Implications of Scale for Country-Specific AI Models
This development matters because it challenges the assumption that larger models trained on more native-language data automatically achieve deep, country-specific knowledge. Italy’s experience with Minerva demonstrates that even substantial investment and large datasets may not guarantee high performance on complex, real-world language tasks. This has broader implications for European efforts to develop sovereign AI, suggesting that scale alone might be insufficient and that strategic focus on model architecture, training methodology, and data quality is essential. The result also raises questions about the optimal investment levels needed to justify national AI projects and the potential need for more targeted or innovative approaches to achieve meaningful language understanding at the country level.
European Sovereign LLM Strategies and Challenges
The European sovereign-LLM movement has seen varied approaches, notably Portugal’s AMÁLIA model, which layered a language-specific extension onto a multilingual foundation, and Italy’s Minerva, which trained from scratch on a massive dataset. While AMÁLIA’s architecture remains proprietary, Minerva’s open weights and data have provided transparency. Italy’s approach involved a significant investment in infrastructure, including CINECA’s supercomputing resources and national funding, resulting in models that outperform multilingual counterparts on Italian benchmarks. However, the performance on the INVALSI exam reveals a critical challenge: scale and native-language data alone may not suffice for complex language understanding. This ongoing research underscores the structural debate about the necessary investment and architectural choices for sovereign AI in Europe.
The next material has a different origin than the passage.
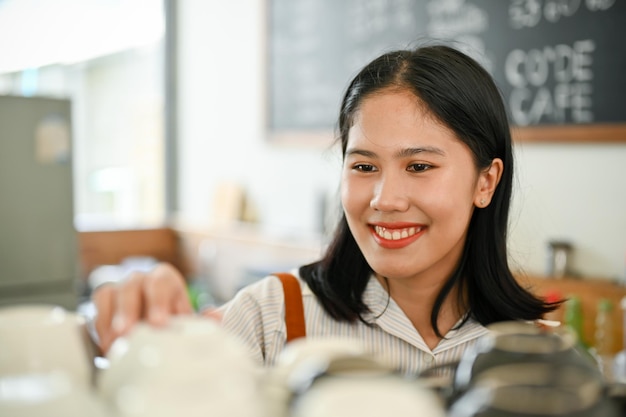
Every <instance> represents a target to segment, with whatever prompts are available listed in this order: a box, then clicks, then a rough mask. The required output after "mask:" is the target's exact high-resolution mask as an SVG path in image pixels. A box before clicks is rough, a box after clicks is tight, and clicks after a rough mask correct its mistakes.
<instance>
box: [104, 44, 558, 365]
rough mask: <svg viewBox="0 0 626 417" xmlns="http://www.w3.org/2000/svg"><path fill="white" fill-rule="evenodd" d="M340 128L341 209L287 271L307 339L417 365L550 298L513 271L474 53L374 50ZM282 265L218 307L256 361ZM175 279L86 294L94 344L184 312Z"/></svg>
mask: <svg viewBox="0 0 626 417" xmlns="http://www.w3.org/2000/svg"><path fill="white" fill-rule="evenodd" d="M338 136H339V143H340V146H341V150H342V154H343V167H342V173H341V202H342V207H343V212H342V215H341V218H340V219H339V222H338V224H337V227H336V229H335V233H334V237H333V239H332V241H331V242H330V245H329V246H328V247H327V249H326V251H325V253H324V254H323V256H322V257H321V259H319V260H318V261H316V262H312V263H309V264H307V265H304V266H301V267H300V268H298V269H294V270H293V271H291V272H292V273H293V275H295V276H296V278H297V279H298V281H297V282H298V283H299V284H300V287H301V288H300V291H299V292H296V296H301V298H302V300H301V301H302V304H303V313H304V319H305V320H304V321H305V327H306V337H307V339H313V340H328V339H332V338H348V339H350V340H355V341H358V343H360V344H362V347H363V348H364V349H365V351H367V352H368V353H370V354H372V355H374V356H376V357H378V358H380V359H382V360H384V361H385V362H386V363H388V364H391V366H392V367H393V368H394V369H396V370H398V371H400V372H402V373H406V374H419V373H420V372H421V371H423V370H424V369H426V368H428V367H431V366H437V365H442V364H449V363H452V362H454V361H455V360H458V359H459V358H460V356H461V355H462V354H463V352H464V351H465V350H466V349H467V348H468V347H471V346H473V345H475V343H476V342H477V341H478V340H480V339H481V337H482V336H484V335H486V334H487V332H488V329H487V326H488V325H489V324H491V323H495V322H500V321H508V320H535V319H539V318H541V317H542V316H543V315H544V314H545V313H547V312H549V311H552V310H554V309H555V308H556V307H557V306H558V302H555V303H546V302H544V301H543V299H540V298H537V297H535V296H534V295H533V294H531V293H530V292H528V291H526V290H525V289H524V288H523V287H522V286H520V285H519V284H518V283H517V281H516V279H515V278H514V277H513V275H512V273H511V271H510V270H509V267H508V264H507V248H506V229H507V226H508V221H507V218H508V210H509V202H510V201H509V200H510V197H511V189H512V176H513V160H512V150H511V135H510V131H509V125H508V121H507V118H506V114H505V111H504V106H503V103H502V99H501V97H500V95H499V93H498V90H497V88H496V87H495V85H494V83H493V81H492V79H491V77H490V76H489V75H488V73H487V72H486V71H485V70H484V69H483V68H482V67H480V66H479V64H478V63H477V62H476V61H474V60H472V59H471V58H469V57H468V56H467V55H465V54H463V53H462V52H460V51H458V50H456V49H453V48H450V47H448V46H444V45H430V46H424V47H421V48H417V49H412V50H399V51H394V52H389V53H386V54H384V55H382V56H380V57H379V58H377V59H375V60H374V61H372V62H370V63H369V64H367V65H366V66H365V67H364V68H363V69H362V70H361V71H360V72H359V73H358V75H357V76H356V77H355V78H354V79H353V80H352V82H351V83H350V84H349V86H348V89H347V91H346V93H345V95H344V98H343V101H342V105H341V110H340V115H339V135H338ZM277 272H278V271H277ZM278 275H281V274H277V275H270V276H267V277H266V278H263V279H261V280H259V281H257V282H255V283H253V284H250V285H248V286H246V287H245V288H243V289H242V290H241V291H240V292H239V293H238V294H237V295H235V297H234V298H233V299H232V300H231V301H229V302H227V303H226V304H225V305H224V306H222V307H221V308H220V310H219V312H218V313H219V315H220V317H221V322H222V325H223V326H224V327H225V328H226V329H228V330H229V331H231V332H233V333H234V334H235V335H237V336H238V337H239V339H240V340H242V341H243V342H244V343H245V344H246V345H247V346H248V347H249V349H250V352H251V355H252V356H253V357H254V358H256V359H257V360H258V362H259V363H263V364H265V365H275V364H276V363H277V361H278V360H279V357H280V355H281V352H283V349H284V348H285V345H286V343H287V341H288V339H287V337H288V336H287V325H286V323H287V322H290V321H291V320H292V318H293V317H291V316H290V315H289V314H288V313H287V311H288V310H287V308H288V307H287V306H286V295H285V291H284V290H283V286H282V284H281V281H280V280H279V278H278ZM184 288H185V287H184V279H183V277H182V276H181V275H180V273H178V272H177V271H176V270H175V269H174V268H172V267H171V266H168V265H160V266H159V267H157V268H155V270H154V271H152V272H148V273H145V274H142V273H139V274H135V275H134V276H133V277H132V279H129V280H128V281H126V282H122V283H119V284H118V285H115V286H107V287H106V288H103V289H102V290H101V291H96V292H95V294H94V301H95V303H96V305H97V308H98V317H97V320H96V323H95V327H96V329H97V331H98V335H99V340H100V343H101V346H102V348H103V350H105V351H106V350H107V349H108V348H109V347H110V346H111V343H112V342H113V341H114V340H115V339H116V338H117V337H118V336H120V335H123V334H126V333H127V332H128V331H130V329H131V328H132V327H133V325H134V324H135V323H136V322H137V321H139V320H142V319H145V320H147V321H148V322H149V323H153V324H163V323H164V322H165V321H166V320H167V318H168V316H169V315H176V314H182V313H186V312H189V311H191V307H190V305H189V301H188V300H187V299H186V298H184V297H182V296H181V294H184ZM290 294H291V293H290ZM292 295H293V294H292ZM298 301H300V300H298Z"/></svg>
“Despite the large-scale training, our model’s performance on academic content tests remains near chance, indicating a need to rethink our approach.”
— Research team behind Minerva
Unresolved Questions About Model Scaling and Effectiveness
It is not yet clear what specific factors limit Minerva’s performance on complex language tasks despite the large-scale training. The relationship between dataset size, model parameters, architecture, and real-world understanding remains an open question. Researchers continue to investigate whether different training methodologies, data quality, or model architectures could improve results, but definitive conclusions are still pending.
Next Steps for European Sovereign Language Models
The Minerva team plans to continue refining their models, including ongoing experiments with continual training and different data strategies. Further research is expected to explore how to better align large-scale training with real-world language understanding, potentially involving architectural innovations or targeted data curation. Policymakers and researchers are likely to reassess investment levels and strategic priorities based on these emerging insights, aiming to develop models that better serve national language and knowledge needs.
Key Questions
Why did Minerva score so low on the Italian exam despite large-scale training?
The evaluation suggests that scale alone may not be enough; factors like training methodology, data quality, and architecture are critical for complex language understanding.
How does Minerva compare to multilingual models on Italian benchmarks?
Minerva outperforms comparable multilingual models on Italian benchmarks, but struggles with real-world academic tests, indicating a gap between benchmark performance and practical understanding.
What are the implications for Europe’s AI strategy?
The results suggest that European AI efforts may need to reconsider the emphasis on scale and focus more on architecture, data quality, and targeted training to achieve country-specific language mastery.
Is the low exam score a sign that sovereign models are not worth the investment?
Not necessarily; it highlights that current approaches may need adjustment. Large-scale training remains valuable, but effectiveness depends on multiple factors beyond just data size and parameters.